How interesting! I read in another article about 10% of the population in France is Muslim. That makes France’s response (opposition) to our war on terrorists a little more rational–they had their own people being held hostage.
I really should read some world history on this war that has been going on for the last 1300 years or so. Mr. Steyn gives us a short lesson:
The French have been here before, of course. Seven-thirty-two. Not 7:32 Paris time, which is when the nightly Citroen-torching begins, but 732 A.D. — as in one and a third millennia ago. By then, the Muslims had advanced a thousand miles north of Gibraltar to control Spain and southern France up to the banks of the Loire. In October 732, the Moorish general Abd al-Rahman and his Muslim army were not exactly at the gates of Paris, but they were within 200 miles, just south of the great Frankish shrine of St. Martin of Tours. Somewhere on the road between Poitiers and Tours, they met a Frankish force and, unlike other Christian armies in Europe, this one held its ground ”like a wall . . . a firm glacial mass,” as the Chronicle of Isidore puts it. A week later, Abd al-Rahman was dead, the Muslims were heading south, and the French general, Charles, had earned himself the surname ”Martel” — or ”the Hammer.”
And he makes an frightening observation about the present and the future:
If Chirac isn’t exactly Charles Martel, the rioters aren’t doing a bad impression of the Muslim armies of 13 centuries ago: They’re seizing their opportunities, testing their foe, probing his weak spots. If burning the ‘burbs gets you more ”respect” from Chirac, they’ll burn ’em again, and again. In the current issue of City Journal, Theodore Dalrymple concludes a piece on British suicide bombers with this grim summation of the new Europe: ”The sweet dream of universal cultural compatibility has been replaced by the nightmare of permanent conflict.” Which sounds an awful lot like a new Dark Ages.
Ry and I were chatting yesterday and we were of the opinion that if it weren’t for the nukes France has we should just let France burn and serve as an example for the rest of Europe. There are many lessons to be learned from such an example: 1) The government can’t always protect you–there is a reason for the right to keep and bear arms, 2) The extremist Muslim culture must be destroyed, 3) Socialism is (again) proved a failure, and 4) Probably most importantly–appeasement is never a viable long term solution.
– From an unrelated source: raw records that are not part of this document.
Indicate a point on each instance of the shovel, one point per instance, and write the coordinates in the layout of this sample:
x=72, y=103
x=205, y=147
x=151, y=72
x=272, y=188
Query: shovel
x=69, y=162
But because they do have nukes which we cannot let fall into the hands of the terrorists we probably will have to get involved as France falls. It’s possible that France will not fall but I’m not hopeful. There is no unity in their government and they are candidates for a When Prophecy Fails award with their proposed solution of more socialism to stop the riots. My initial heartless, cold blooded, rational approach to the problem of the nukes is to watch the situation carefully and when it becomes clear the nukes will fall into the hands of the terrorists to preemptively strike them with our own nukes. We don’t have the manpower to seize them so we must destroy them in such a way that the materials are not salvageable. That’s the ruthless, heartless approach. There may be another way. Perhaps we could make an offer to the French to transport the nukes and government officials to a safe location prior to them falling into the wrong hands. I’m thinking maybe Quebec would have them. I’m not sure I want Quebec in possession of nukes but it’s better than Islamic extremists having them.